北朝鮮の首都平壌にある金日成広場

 北朝鮮による大口径多連装ロケットの発射は、恫喝のために見せつけている、あるいはその延長線上のものでしかないと考えていては大間違いだ。

 この兵器の怖さを認識し、確実に対応できるようにしなければ、韓国の政府や軍の機能は一瞬にして停止させられてしまう。超大型ロケットの能力と運用目的から、当然予想されることだ。

とてつもない脅威を韓国に

 北朝鮮は5月以降、短距離弾道ミサイルのほかに、超大型ロケットおよび大口径多連装ロケットの発射実験を行った。

 超大型ロケットも多連装ロケットの種類に区分してよい。

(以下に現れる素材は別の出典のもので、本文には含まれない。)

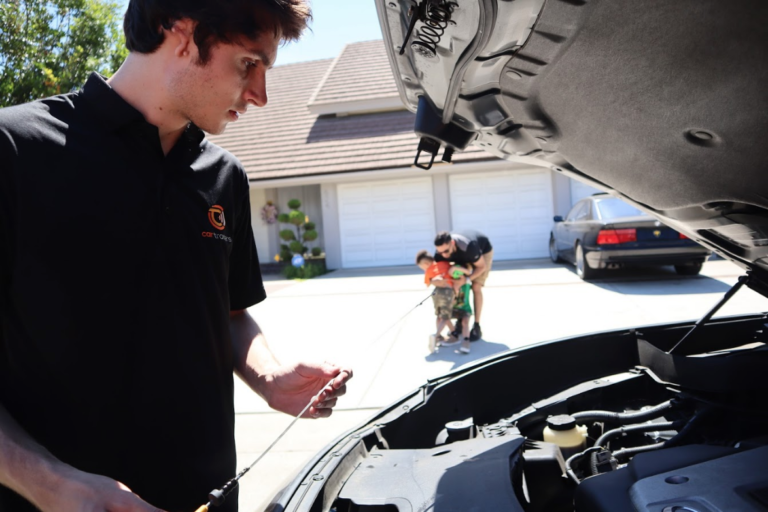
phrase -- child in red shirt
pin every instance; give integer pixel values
(446, 289)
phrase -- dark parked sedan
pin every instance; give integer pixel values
(602, 231)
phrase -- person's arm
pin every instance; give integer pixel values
(286, 388)
(479, 267)
(439, 282)
(53, 486)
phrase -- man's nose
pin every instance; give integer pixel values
(256, 92)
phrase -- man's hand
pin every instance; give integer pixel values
(290, 388)
(77, 491)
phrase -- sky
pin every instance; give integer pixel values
(335, 23)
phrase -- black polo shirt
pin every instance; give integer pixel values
(470, 247)
(118, 269)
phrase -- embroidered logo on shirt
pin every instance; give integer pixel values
(216, 216)
(217, 220)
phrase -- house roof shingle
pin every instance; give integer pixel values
(285, 140)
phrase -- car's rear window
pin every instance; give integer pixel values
(611, 208)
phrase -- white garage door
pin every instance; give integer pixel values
(513, 208)
(385, 222)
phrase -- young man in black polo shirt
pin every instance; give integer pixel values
(472, 248)
(127, 261)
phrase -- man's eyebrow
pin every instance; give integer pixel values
(261, 55)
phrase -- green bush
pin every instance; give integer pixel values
(299, 233)
(308, 271)
(296, 217)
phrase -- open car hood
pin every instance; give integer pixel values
(664, 104)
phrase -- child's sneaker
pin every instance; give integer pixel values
(475, 334)
(464, 348)
(449, 342)
(432, 343)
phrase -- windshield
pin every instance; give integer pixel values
(611, 208)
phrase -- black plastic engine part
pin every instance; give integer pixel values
(727, 484)
(544, 467)
(610, 492)
(434, 134)
(456, 476)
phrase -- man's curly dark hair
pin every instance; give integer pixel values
(217, 21)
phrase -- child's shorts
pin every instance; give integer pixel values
(458, 314)
(443, 300)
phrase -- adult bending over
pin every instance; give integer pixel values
(473, 248)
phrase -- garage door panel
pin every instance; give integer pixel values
(513, 208)
(398, 217)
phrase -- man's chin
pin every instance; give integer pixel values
(214, 129)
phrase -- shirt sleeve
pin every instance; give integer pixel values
(473, 253)
(246, 287)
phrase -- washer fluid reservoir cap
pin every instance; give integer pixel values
(561, 422)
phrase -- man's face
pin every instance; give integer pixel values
(446, 250)
(220, 91)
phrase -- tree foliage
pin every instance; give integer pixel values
(49, 47)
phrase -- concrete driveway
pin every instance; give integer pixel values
(361, 318)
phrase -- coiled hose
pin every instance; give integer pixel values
(624, 418)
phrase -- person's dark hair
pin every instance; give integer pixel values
(218, 21)
(423, 255)
(442, 237)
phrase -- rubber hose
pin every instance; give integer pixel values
(643, 427)
(623, 418)
(626, 452)
(686, 431)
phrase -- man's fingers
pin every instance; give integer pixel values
(315, 412)
(332, 393)
(342, 377)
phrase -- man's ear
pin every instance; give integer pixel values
(181, 36)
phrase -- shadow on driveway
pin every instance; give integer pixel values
(479, 350)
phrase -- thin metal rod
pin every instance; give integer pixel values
(741, 282)
(231, 483)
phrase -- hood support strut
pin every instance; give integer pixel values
(730, 293)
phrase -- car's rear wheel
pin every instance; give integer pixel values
(689, 269)
(553, 254)
(583, 270)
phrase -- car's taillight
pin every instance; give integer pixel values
(616, 236)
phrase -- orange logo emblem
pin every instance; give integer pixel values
(216, 216)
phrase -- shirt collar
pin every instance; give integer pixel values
(114, 112)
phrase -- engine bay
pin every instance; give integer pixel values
(693, 441)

多連装ロケットのこれまでの概念は、命中精度が悪いために、施設の破壊を狙うものではなかった。

 たったの数分間に多数弾を発射して、広域に展開する敵の陣地や市街地を狙って撃ち込み、多数の兵士や市民を殺傷するものであった。

 旧ソ連軍、中国軍および北朝鮮軍は大量の多連装ロケットを保有していて、連続して発射する映像を映して、我々西側諸国を威嚇してきた。

 例えば、北朝鮮が保有する240ミリ多連装ロケットは、1台に22発の砲が取り付けられていて、全弾が約3~5分で撃ち終わる。

 1個砲兵旅団が保有すると見られる約72台が同時にソウルを狙って発射すれば、3~5分の間に約1600発が落下してきて爆発するのだ。

 多くの人々が建物の外にいれば、この数分の間に数万人の死傷者が出る可能性がある。